Both through open calls for violence and through racist dog whistles meant to appease the white supremacists in his base, Trump is normalizing the language that these terrorist groups use to gain encouragement and legitimacy. “We’re taking care of ourselves for a change folks,” Trump said in a speech last year. “But radical Democrats want to turn back the clock…for the rule of corrupt, power-hungry, globalists. You know what a globalist is? You know what a globalist is? A globalist is a person that wants the globe to do well, frankly, not caring about our country so much. And you know what, we can’t have that. You know they have a word. It sort of became old-fashioned. It’s called a nationalist, and I say really, we’re not supposed to use that word. You know what I am? I’m a nationalist, okay? I’m a nationalist. Nationalist. Nothing wrong. Use that word. Use that word.”
The fascist paramilitary leaders who don’t need to speak so codedly are relatively low profile provocateurs like Gavin McInnes, the founder of the hate group the Proud Boys. There are moments from McInnes’ online show where he states the following: “We will kill you. That’s the Proud Boys in a nutshell...Like Bill the Butcher and the Bowery Boys, we will assassinate you...If you’re wearing a MAGA hat and some guy with a slightly punk demeanor says, ‘Hey, are you … pro-Trump?’ choke him. Trust your instincts … Don’t listen to what he has to say, choke him...Can you call for violence generally? ‘Cause I am...Fighting solves everything. We need more violence from the Trump people...Trump supporters: Choke a motherfucker. Choke a bitch. Choke a tranny. Get your fingers around the windpipe...Get a fucking gun...Get ready to blow someone’s fucking head off...Get in trouble. Get arrested. Get fired. They can’t kill us all.”
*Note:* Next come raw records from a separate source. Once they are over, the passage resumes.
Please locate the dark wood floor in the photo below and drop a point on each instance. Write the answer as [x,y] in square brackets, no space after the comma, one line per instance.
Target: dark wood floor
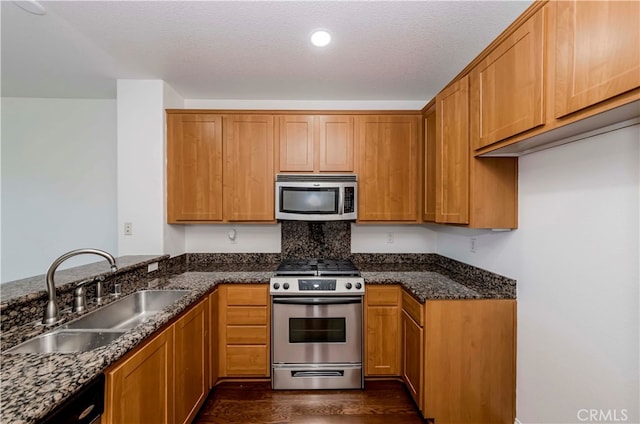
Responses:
[380,402]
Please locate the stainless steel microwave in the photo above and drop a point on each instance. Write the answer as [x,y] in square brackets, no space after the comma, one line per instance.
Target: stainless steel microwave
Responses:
[316,197]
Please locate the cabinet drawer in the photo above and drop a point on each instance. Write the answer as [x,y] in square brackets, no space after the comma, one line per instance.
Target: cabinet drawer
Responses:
[414,308]
[247,295]
[247,360]
[247,315]
[383,295]
[246,334]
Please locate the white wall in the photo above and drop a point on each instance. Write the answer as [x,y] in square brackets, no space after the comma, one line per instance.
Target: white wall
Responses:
[58,181]
[141,158]
[575,257]
[174,235]
[249,238]
[303,104]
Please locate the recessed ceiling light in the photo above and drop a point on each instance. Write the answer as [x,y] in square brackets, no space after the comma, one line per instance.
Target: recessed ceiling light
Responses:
[320,38]
[31,6]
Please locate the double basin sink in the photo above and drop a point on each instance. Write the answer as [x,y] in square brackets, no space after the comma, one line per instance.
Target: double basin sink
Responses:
[102,326]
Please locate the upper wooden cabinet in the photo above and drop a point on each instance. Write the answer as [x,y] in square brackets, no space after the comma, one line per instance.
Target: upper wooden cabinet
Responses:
[248,188]
[203,150]
[478,192]
[194,167]
[452,153]
[597,52]
[506,88]
[315,143]
[429,197]
[387,166]
[335,143]
[296,143]
[563,68]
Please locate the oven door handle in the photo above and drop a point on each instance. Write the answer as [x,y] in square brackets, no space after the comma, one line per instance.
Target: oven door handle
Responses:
[317,300]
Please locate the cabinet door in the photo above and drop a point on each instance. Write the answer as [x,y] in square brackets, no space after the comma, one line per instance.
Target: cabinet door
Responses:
[387,168]
[295,136]
[140,389]
[452,153]
[429,198]
[335,143]
[194,168]
[470,361]
[213,339]
[382,341]
[248,168]
[507,86]
[597,54]
[412,357]
[191,362]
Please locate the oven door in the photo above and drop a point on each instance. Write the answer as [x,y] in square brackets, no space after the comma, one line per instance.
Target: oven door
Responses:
[313,330]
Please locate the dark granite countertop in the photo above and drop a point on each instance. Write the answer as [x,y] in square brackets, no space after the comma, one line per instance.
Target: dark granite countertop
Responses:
[37,286]
[432,282]
[31,385]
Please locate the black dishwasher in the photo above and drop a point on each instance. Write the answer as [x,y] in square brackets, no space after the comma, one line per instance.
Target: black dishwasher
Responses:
[84,407]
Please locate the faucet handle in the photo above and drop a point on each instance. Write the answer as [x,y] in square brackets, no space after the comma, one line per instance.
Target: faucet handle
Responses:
[80,297]
[117,289]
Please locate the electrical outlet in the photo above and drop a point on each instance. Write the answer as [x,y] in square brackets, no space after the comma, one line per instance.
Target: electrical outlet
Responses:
[232,236]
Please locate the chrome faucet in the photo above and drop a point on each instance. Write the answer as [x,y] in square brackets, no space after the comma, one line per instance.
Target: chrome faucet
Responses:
[51,312]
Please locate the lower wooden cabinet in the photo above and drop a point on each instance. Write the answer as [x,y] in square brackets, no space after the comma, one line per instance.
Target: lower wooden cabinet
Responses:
[382,331]
[166,380]
[191,358]
[213,339]
[470,368]
[458,360]
[412,356]
[139,388]
[244,336]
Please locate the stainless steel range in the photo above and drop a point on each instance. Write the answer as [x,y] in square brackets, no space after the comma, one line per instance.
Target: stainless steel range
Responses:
[316,325]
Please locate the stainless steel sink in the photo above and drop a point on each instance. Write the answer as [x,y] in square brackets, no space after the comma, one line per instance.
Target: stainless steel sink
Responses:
[103,325]
[129,311]
[67,341]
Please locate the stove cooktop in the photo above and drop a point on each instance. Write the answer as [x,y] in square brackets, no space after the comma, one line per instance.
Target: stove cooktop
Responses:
[317,267]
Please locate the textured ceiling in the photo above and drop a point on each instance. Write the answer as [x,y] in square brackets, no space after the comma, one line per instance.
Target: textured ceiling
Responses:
[399,50]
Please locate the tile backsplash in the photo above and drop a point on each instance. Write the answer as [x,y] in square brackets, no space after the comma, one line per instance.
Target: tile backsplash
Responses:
[303,240]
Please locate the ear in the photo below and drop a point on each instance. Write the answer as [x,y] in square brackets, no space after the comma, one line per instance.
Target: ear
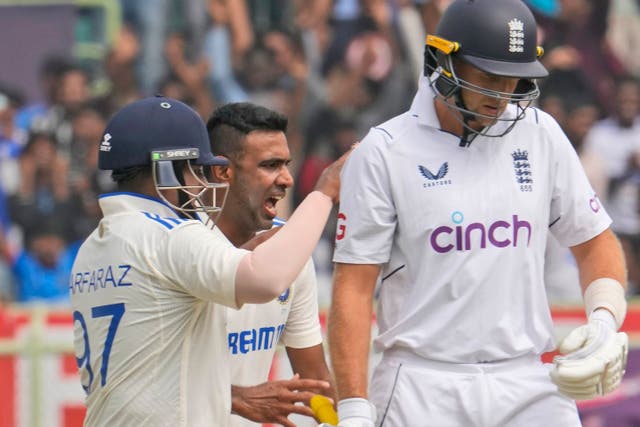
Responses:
[222,173]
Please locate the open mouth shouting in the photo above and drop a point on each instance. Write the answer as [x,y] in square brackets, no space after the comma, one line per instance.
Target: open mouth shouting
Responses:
[270,205]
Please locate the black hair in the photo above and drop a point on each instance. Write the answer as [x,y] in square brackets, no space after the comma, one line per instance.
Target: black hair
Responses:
[124,176]
[229,124]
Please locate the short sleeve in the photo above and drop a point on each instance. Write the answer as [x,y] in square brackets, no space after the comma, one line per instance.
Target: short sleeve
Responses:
[303,324]
[202,263]
[367,217]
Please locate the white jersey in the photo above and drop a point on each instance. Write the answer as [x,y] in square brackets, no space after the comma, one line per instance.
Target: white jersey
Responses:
[460,232]
[148,291]
[254,331]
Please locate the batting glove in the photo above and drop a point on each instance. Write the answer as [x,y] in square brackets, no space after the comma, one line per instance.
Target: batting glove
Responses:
[593,358]
[355,412]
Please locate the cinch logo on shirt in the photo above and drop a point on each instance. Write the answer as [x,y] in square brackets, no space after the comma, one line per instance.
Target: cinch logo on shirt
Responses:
[476,235]
[254,340]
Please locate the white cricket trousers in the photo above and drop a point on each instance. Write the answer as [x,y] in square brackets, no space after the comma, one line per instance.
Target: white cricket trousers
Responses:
[410,391]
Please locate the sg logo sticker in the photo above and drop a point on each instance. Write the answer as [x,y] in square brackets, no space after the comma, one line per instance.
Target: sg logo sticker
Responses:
[342,228]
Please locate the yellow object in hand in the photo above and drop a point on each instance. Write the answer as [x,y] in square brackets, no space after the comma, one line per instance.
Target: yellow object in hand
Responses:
[323,410]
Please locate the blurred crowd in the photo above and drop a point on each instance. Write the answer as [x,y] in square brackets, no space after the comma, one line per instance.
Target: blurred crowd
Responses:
[334,67]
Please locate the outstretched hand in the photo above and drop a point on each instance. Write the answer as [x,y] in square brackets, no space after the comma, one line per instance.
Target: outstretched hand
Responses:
[274,401]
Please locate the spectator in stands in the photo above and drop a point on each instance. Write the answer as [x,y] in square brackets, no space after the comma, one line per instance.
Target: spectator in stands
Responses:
[575,42]
[42,269]
[6,275]
[11,140]
[192,74]
[73,94]
[154,20]
[86,181]
[616,140]
[44,191]
[119,65]
[50,73]
[229,38]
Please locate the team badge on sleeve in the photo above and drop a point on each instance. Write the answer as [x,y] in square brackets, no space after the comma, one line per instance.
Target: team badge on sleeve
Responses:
[522,169]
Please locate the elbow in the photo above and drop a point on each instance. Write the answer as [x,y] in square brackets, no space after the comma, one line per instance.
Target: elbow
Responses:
[259,292]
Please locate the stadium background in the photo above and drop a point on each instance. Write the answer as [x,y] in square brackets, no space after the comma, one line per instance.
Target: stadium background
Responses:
[335,67]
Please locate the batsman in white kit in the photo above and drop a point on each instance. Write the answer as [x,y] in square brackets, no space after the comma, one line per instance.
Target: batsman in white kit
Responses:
[447,208]
[151,285]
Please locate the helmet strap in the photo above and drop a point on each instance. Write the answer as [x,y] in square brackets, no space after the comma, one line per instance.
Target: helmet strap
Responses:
[182,197]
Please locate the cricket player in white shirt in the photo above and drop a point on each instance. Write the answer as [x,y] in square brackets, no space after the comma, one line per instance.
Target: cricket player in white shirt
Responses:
[448,207]
[253,139]
[151,284]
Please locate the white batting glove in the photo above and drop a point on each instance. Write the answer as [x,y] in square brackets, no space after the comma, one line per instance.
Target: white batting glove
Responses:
[593,358]
[355,412]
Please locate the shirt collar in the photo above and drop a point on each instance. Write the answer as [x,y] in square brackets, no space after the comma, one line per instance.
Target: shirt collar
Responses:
[120,202]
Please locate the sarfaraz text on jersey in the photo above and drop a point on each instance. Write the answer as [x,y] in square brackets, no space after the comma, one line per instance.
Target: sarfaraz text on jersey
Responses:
[110,275]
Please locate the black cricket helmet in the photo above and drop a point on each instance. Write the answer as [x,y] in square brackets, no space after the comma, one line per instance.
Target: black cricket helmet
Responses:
[498,37]
[165,134]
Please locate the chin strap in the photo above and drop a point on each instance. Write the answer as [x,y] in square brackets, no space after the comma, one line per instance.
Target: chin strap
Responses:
[467,136]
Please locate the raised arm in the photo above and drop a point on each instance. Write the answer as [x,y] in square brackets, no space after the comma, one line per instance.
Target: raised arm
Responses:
[262,275]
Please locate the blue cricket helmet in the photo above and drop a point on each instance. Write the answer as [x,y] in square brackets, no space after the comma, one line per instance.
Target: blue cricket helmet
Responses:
[150,124]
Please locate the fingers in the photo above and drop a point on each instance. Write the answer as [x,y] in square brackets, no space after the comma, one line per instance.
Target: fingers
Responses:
[574,341]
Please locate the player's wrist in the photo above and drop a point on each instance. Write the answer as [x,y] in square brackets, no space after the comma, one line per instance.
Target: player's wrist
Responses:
[609,294]
[604,316]
[356,408]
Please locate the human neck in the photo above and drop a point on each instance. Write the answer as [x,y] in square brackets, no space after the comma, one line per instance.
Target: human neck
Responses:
[233,231]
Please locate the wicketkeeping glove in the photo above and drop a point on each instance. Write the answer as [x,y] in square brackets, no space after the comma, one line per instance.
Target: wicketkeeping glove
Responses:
[355,412]
[593,358]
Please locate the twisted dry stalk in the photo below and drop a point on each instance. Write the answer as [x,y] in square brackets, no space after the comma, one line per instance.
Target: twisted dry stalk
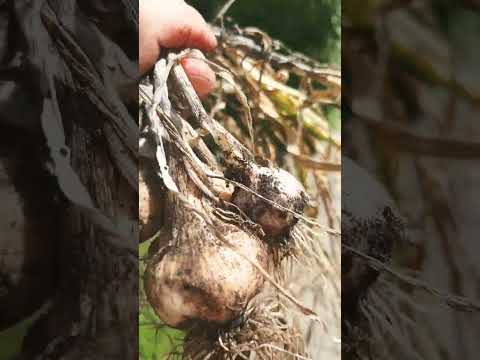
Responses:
[200,176]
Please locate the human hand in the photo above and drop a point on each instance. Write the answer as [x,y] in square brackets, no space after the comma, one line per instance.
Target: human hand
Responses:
[173,24]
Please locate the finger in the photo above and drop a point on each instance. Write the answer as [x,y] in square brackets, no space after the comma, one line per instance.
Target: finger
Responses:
[200,75]
[188,29]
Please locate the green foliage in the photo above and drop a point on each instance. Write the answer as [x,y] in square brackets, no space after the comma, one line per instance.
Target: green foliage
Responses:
[308,26]
[155,340]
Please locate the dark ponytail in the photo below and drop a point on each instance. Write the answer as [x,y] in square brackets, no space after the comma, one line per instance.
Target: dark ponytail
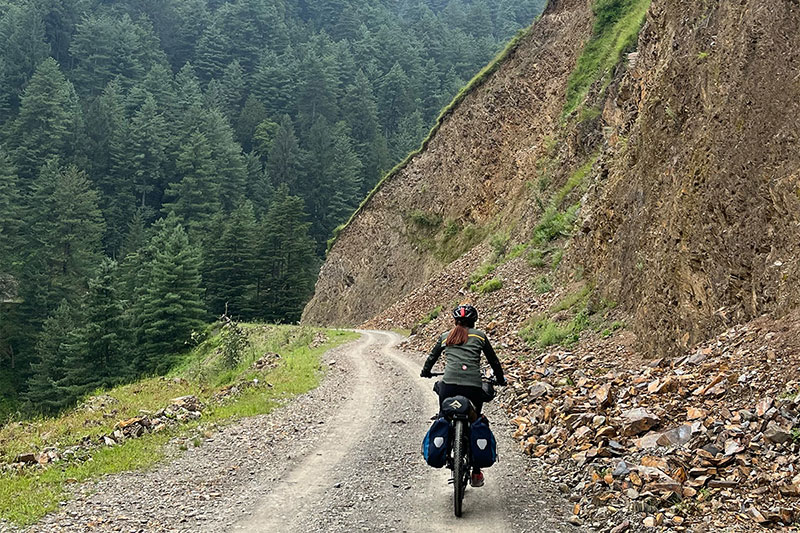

We can’t pretend that the capitalist power structure will protect us from fascist violence. The police in America have historically aligned with white supremacists, and this tendency has continued in recent years as police have refused to intervene during moments like the outbreak of Nazi violence in Charlottesville. White supremacists have been successfully working to infiltrate police departments for many years, with the recent revelations of racist and violent social media posts from Philadelphia police officers providing insight into the intentions of these ideologically driven law enforcement operatives.
Law enforcement is complicit in the rise of the fascist paramilitaries because in a capitalist society, law enforcement is the instrument behind the violence that the state uses to oppress marginalized groups. During a shift into fascism, the police naturally become part of the paramilitary presence, just as capitalism as a whole naturally transitions into fascism. The police departments, the private mercenary companies, the military, and of course the immigration police all basically share the political agenda of the right-wing militias.
This is why we must reject liberal dogma that treats the police as allies, and accept the fact that we’re on our own when it comes to defending ourselves from the threat that the fascist paramilitaries pose. This entails getting involved in groups like the Socialist Rifle Association and the Liberal Gun Club, which are non-militia organizations that seek to educate nonwhites, women, LGBT people, and other threatened groups about how to prepare themselves for when the bigots become violent. The cops aren’t who will keep us safe. As one clip from the SRA says: “We keep us safe.”